Waiting for GSC to load HuC from i915 resume is not an option?
GSC is an aux device exported by i915, so AFAIU GSC resume can't
start until i915 resume completes.
I'll dig into this in the next few days since I want to understand
how exactly it works. Or someone can help explain.
If in the end conclusion will be that i915 resume indeed cannot wait
for GSC, then I think auto-blocking of queued up contexts on media
engines indeed sounds unavoidable. Otherwise, as you explained, user
experience post resume wouldn't be good.
Even if we could implement a wait, I'm not sure we should. GSC resume
and HuC reload takes ~300ms in most cases, I don't think we want to
block within the i915 resume path for that long.

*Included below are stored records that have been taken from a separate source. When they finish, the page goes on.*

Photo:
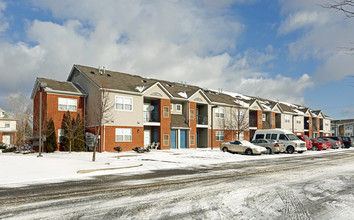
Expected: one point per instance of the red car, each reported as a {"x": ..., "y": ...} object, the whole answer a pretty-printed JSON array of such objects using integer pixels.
[
  {"x": 319, "y": 145},
  {"x": 307, "y": 140}
]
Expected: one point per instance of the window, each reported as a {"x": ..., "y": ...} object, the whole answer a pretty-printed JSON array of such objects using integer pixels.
[
  {"x": 192, "y": 113},
  {"x": 124, "y": 103},
  {"x": 123, "y": 134},
  {"x": 66, "y": 104},
  {"x": 220, "y": 135},
  {"x": 219, "y": 113},
  {"x": 166, "y": 139},
  {"x": 259, "y": 136},
  {"x": 61, "y": 135},
  {"x": 192, "y": 140},
  {"x": 283, "y": 137},
  {"x": 287, "y": 119},
  {"x": 166, "y": 112},
  {"x": 178, "y": 107},
  {"x": 298, "y": 120},
  {"x": 241, "y": 136}
]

Yeah maybe not. But entertaining the idea that it is technically
possible to block - we could perhaps add uapi for userspace to mark
contexts which want HuC access. Then track if there are any such
contexts with outstanding submissions and only wait in resume if there
are. If that would end up significantly less code on the i915 side to
maintain is an open.
What would be the end result from users point of view in case where it
suspended during video playback? The proposed solution from this
series sees the video stuck after resume. Maybe compositor blocks as
well since I am not sure how well they handle one window not providing
new data. Probably depends on the compositor.

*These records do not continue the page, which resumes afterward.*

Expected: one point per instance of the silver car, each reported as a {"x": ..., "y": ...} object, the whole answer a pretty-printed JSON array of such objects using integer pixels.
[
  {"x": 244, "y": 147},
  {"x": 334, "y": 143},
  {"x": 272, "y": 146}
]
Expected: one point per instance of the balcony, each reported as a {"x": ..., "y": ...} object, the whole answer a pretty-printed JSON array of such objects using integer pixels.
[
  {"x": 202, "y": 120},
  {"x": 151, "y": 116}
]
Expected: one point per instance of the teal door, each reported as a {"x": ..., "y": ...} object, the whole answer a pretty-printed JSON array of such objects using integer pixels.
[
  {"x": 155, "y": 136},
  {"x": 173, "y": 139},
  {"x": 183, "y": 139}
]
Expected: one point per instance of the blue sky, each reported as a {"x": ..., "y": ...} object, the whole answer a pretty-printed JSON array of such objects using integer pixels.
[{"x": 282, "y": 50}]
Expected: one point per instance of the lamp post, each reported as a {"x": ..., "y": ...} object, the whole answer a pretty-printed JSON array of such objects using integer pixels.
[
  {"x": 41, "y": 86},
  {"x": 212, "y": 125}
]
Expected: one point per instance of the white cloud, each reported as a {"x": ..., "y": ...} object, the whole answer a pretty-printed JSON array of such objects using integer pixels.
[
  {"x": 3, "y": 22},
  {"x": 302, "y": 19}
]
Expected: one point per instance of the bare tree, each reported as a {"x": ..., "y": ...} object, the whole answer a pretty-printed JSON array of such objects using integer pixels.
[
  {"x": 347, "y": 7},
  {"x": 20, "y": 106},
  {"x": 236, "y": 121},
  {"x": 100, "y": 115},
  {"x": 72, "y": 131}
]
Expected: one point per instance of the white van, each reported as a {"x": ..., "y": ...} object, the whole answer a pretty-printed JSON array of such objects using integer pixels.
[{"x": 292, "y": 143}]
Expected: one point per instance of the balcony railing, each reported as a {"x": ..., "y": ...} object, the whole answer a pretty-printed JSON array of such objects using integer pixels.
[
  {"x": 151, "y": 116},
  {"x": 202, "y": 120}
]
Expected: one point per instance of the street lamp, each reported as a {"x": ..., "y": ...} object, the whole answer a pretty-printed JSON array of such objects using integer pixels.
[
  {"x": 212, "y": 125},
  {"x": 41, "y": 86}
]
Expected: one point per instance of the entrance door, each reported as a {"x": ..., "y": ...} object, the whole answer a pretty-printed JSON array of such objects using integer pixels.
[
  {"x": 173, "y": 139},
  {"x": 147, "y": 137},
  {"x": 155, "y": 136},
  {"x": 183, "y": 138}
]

And then with a simpler solution definitely the whole resume would be
delayed by 300ms.
With my ChromeOS hat the stalled media engines does sound like a
better solution. But with the maintainer hat I'd like all options
evaluated since there is attractiveness if a good enough solution can
be achieved with significantly less kernel code.

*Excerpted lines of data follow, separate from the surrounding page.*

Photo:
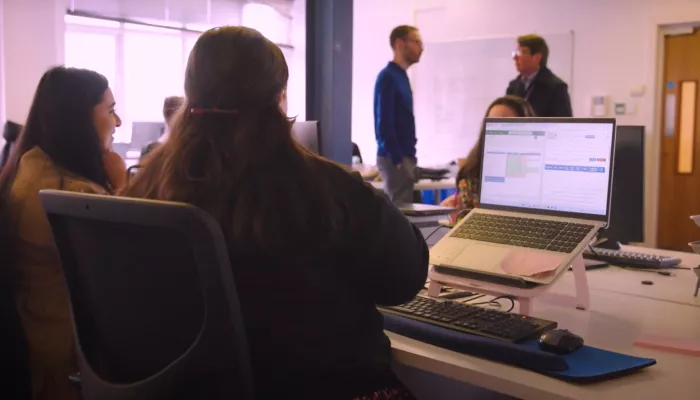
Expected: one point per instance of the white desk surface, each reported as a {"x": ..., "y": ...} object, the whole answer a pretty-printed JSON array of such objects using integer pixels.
[
  {"x": 677, "y": 289},
  {"x": 613, "y": 322},
  {"x": 425, "y": 184}
]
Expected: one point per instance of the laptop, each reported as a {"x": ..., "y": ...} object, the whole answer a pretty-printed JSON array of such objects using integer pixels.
[{"x": 544, "y": 194}]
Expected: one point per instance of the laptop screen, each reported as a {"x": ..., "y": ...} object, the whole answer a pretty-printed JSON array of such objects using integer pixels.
[{"x": 553, "y": 166}]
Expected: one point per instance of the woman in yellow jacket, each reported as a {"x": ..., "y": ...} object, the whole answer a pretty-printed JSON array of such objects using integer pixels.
[{"x": 65, "y": 144}]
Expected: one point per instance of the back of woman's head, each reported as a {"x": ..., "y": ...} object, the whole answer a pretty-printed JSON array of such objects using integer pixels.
[
  {"x": 507, "y": 107},
  {"x": 60, "y": 123},
  {"x": 230, "y": 149}
]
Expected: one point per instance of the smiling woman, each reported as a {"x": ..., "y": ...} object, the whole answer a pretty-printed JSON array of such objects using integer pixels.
[{"x": 64, "y": 145}]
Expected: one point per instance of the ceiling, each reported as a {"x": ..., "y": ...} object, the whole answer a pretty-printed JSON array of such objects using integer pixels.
[{"x": 208, "y": 12}]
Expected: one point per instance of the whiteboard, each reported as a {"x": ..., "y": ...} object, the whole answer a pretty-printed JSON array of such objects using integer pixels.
[{"x": 456, "y": 81}]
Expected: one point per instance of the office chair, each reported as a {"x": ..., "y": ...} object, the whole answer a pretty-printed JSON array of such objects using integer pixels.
[{"x": 153, "y": 299}]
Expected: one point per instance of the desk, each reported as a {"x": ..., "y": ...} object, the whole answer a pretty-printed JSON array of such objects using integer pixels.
[
  {"x": 676, "y": 289},
  {"x": 622, "y": 309},
  {"x": 426, "y": 184},
  {"x": 613, "y": 322}
]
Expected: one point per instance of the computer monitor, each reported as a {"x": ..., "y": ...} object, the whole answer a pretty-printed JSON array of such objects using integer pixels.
[
  {"x": 306, "y": 133},
  {"x": 627, "y": 209},
  {"x": 143, "y": 133},
  {"x": 550, "y": 166}
]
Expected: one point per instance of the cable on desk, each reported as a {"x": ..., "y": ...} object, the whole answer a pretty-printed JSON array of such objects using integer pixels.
[
  {"x": 435, "y": 231},
  {"x": 595, "y": 253},
  {"x": 656, "y": 271},
  {"x": 494, "y": 302}
]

You say 300ms is typical time for HuC load. How long it is on other
platforms? If much faster then why is it so slow here?
The GSC itself has to come out of suspend before it can perform the
load, which takes a few tens of ms I believe. AFAIU the GSC is also
slower in processing the HuC load and auth compared to the legacy path.
The GSC FW team gave a 250ms limit for the time the GSC FW needs from
start of the resume flow to HuC load complete, so I bumped that to
~300ms to account for all other SW interactions, plus a bit of buffer.
Note that a bit of the SW overhead is caused by the fact that we have 2
mei modules in play here: mei-gsc, which manages the GSC device itself
(including resume), and mei-pxp, which owns the pxp messaging, including
HuC load.
However, do we really need to lie in the getparam? How about extend
or add a new one to separate the loading vs loaded states? Since
userspace does not support DG2 HuC yet this should be doable.
I don't really have a preference here. The media team asked us to do
it this way because they wouldn't have a use for the different "in
progress" and "done" states. If they're ok with having separate flags
that's fine by me.
Tony, any feedback here?
We don't even have any docs in i915_drm.h in terms of what it means:
#define I915_PARAM_HUC_STATUS 42
Seems to be a boolean. Status false vs true? Could you add some docs?
There is documentation above intel_huc_check_status(), which is also
updated in this series. I can move that to i915_drm.h.
Daniele
Regards,
Tvrtko
Thanks,
Daniele
Will there be runtime suspend happening on the GSC device behind
i915's back, or i915 and GSC will always be able to transition the
states in tandem?
They're always in sync. The GSC is part of the same HW PCI device
as the rest of the GPU, so they change HW state together.
Okay thanks, I wasn't sure if it is the same or separate device.